My 2 ½-year old grand-daughter already scrambles up on my lap when I sit down in front of the computer, and asks, “Are you checking your e-mail?”
Even at her young age, she isn’t intimidated by technology. Her generation’s baby and toddler toys are geared to emulate or teach or entertain using technology. It stands to reason that today it would not be necessary for a bank to try and “humanize” its automated teller machine by putting a pretty face and cute name on it.
In those days, customers were accustomed to walking inside a bank and chatting with a pleasant teller. So First National named their ATM “Tillie the All Time Teller,” and put the face of a smiling blonde girl on the front of the machine. “Tillie” looked inviting to customers and suggested that the machine was highly user-friendly.
Did it work? In a word, yes. Tillie launched one of the most successful ATM systems in the banking industry.
In their efforts to promote Tillie, First National hired a blonde actress who wore a red and white polka-dotted dress in TV ads. She sang: “I’m Tillie the All time Teller, I work for First National Bank” as she stood beside the machine. In another Tillie ad, a balding, middle-aged man approached the machine singing, to the tune of the classic “If You Knew Susie”:
Oh, if you knew Tillie like I know Tillie
Oh, oh, oh, what a girl!
She works to please me, to make life easy
Oh, oh, she makes my banking smooth and breezy
Day or nighttime, I don’t care
When I need money, I know my all-time teller’s there!
If you knew Tillie, like I know Tillie
Oh, oh, oh!
For Tillie’s third birthday, she was toasted to the refrain of “For She’s a Jolly Good Teller.” As the song ended in the ad, a drawer opened and blew out three candles!

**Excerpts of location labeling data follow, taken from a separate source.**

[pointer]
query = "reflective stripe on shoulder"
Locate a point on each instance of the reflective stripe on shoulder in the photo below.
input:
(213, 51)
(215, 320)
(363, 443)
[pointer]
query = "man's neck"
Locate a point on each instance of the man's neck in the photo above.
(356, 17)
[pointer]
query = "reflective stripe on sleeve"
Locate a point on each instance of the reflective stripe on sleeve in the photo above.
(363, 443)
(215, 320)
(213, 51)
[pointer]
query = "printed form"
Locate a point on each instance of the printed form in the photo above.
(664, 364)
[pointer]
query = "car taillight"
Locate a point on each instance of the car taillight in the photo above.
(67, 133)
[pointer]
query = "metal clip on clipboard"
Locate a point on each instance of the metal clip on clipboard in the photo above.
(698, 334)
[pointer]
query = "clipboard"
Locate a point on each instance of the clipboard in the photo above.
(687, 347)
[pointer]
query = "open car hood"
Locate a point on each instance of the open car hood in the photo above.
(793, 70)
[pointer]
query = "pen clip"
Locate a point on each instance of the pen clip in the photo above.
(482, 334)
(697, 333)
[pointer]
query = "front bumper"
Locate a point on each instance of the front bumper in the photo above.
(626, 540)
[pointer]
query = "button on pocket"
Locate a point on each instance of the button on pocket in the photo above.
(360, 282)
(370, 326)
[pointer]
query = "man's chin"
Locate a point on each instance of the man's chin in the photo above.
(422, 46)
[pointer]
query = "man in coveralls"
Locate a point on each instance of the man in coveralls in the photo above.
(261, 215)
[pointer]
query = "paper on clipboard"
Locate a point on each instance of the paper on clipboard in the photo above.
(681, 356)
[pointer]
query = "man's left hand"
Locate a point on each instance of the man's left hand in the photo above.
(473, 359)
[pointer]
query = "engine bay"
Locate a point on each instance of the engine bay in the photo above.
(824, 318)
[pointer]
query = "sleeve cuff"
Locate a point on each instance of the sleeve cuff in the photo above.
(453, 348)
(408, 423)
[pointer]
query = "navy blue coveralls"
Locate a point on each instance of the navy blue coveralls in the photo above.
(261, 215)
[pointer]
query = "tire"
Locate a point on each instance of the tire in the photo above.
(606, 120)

The bank also hired Tillie look-alikes to help customers at branches learn how to use the machine.
Personalizing this new technology worked for First Atlanta. Customers enthusiastically embraced Tillie and helped her maintain one of the highest transaction rates per machine of any such service in the country. By 1977, Tillie was so popular that three other banks purchased rights to the program.
I, however, am not one of them.
If only my TV remote, with its multiple buttons and options , was named Ralph and came with a soothing voice saying, “You can do this, you can do this!” I might be able to use my VCR/DVD player!